Appendix C: Performance

In theory, the processing window for each 128-sample audio block is 2.9 ms at 44.1 kHz or 2.7 ms at 48 kHz. However, we must allow generous headroom for overhead, jitter, CPU spikes, and lower-end hardware. If we don't, the browser will begin dropping audio frames.

In practice, the processing should finish within 15-20% of the block duration. In our test environment[1], we targeted a typical execution time of < 0.4 ms.

Below are measurement results for real-time processing inside the HeadAudio processor:

Step | Duration[1] | Notes --- | --- | --- MFCC/FFT | 0.025 ms | Computes a single MFCC feature vector (including FFT) from a 512-sample frame. Classifier | 0.005 ms | Computes a viseme prediction by evaluating Mahalanobis distances against 50 Gaussian prototypes. Processor | ~0.035 ms | Total time to process one 128-sample block (MFCC/FFT + classification). Represents typical peak values during a 21-second speech test (44.1 kHz mono). TOTAL | <0.1 ms | Estimated max processing time per 128-sample block for 99.9% of frames.

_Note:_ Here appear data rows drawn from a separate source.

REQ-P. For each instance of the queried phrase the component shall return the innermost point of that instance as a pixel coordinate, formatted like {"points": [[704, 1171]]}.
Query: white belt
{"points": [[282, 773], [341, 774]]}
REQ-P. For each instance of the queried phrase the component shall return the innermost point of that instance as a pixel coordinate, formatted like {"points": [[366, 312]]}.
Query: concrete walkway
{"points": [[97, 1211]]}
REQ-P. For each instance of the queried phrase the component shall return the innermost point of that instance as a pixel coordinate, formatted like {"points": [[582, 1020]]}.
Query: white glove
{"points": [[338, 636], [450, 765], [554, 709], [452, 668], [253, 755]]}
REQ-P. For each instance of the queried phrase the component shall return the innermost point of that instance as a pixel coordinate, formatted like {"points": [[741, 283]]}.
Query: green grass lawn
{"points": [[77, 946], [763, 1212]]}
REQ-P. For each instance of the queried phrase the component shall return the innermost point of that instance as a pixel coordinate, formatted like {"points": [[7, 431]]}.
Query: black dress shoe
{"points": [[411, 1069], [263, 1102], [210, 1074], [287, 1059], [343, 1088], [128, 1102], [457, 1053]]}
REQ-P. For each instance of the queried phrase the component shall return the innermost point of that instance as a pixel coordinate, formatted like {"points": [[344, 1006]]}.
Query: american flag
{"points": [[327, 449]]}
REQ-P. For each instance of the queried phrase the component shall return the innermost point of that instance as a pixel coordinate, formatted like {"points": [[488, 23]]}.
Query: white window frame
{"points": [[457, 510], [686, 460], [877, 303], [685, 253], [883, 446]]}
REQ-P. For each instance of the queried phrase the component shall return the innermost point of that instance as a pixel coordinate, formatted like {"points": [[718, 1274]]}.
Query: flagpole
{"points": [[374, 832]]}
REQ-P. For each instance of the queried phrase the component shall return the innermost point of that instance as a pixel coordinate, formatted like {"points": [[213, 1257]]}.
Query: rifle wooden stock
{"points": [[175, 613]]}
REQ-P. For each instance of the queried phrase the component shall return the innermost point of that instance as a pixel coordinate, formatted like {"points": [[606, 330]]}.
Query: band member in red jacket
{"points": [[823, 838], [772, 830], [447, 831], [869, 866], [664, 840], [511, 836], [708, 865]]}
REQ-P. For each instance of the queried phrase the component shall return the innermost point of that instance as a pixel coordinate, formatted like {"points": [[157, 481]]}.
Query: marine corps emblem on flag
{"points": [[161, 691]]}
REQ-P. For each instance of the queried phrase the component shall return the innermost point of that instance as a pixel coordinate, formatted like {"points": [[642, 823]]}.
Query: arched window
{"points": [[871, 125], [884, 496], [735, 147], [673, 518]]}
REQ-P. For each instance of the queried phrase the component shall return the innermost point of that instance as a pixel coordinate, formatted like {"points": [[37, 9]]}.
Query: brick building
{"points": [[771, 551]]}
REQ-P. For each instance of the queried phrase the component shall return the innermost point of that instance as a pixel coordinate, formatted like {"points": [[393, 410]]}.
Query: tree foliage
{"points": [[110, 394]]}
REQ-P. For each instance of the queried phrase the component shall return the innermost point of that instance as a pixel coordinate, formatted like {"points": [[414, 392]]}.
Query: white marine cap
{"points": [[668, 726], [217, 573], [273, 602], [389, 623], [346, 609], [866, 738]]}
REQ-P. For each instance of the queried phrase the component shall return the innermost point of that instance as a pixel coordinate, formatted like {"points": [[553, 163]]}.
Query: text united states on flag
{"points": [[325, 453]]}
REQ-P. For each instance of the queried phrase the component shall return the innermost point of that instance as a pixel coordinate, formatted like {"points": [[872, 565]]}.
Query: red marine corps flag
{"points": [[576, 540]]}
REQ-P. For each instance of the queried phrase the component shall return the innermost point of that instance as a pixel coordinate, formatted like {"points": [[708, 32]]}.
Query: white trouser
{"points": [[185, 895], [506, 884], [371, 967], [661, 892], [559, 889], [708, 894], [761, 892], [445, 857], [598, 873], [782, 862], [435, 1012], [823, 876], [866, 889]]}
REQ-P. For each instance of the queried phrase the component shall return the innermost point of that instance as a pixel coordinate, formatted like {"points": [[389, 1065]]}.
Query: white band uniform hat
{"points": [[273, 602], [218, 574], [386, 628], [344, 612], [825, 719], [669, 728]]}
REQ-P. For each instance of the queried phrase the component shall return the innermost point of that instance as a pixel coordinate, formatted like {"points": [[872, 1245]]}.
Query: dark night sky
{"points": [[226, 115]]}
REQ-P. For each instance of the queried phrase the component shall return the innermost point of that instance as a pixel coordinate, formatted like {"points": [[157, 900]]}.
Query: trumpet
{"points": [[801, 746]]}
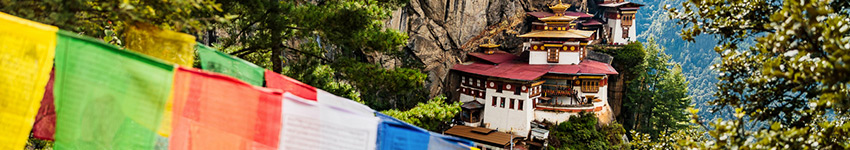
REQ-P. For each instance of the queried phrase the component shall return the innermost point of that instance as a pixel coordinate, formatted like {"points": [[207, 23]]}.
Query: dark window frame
{"points": [[502, 104]]}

Analysis of test-run statistics:

Assuming processing time per prediction ~0.5 ms, MFCC/FFT window size: 512 samples @ 16 kHz, hop size: 256 samples @ 16 kHz, and requiring three consecutive identical predictions before changing viseme, the total end-to-end latency is approximately 50 ms.

Training performance:

Training step | Duration[1] | Notes --- | --- | --- Prototype | 0.286 ms | Computes one Gaussian prototype from 1000 MFCC vectors. TOTAL | <30 s | Training 50 prototypes including audio processing.

Distance matrix for ./dist/model-en-mixed.bin:

[1] Test/training setup: Macbook Air M2 laptop, 8 cores, 16GB memory, latest desktop Chrome browser.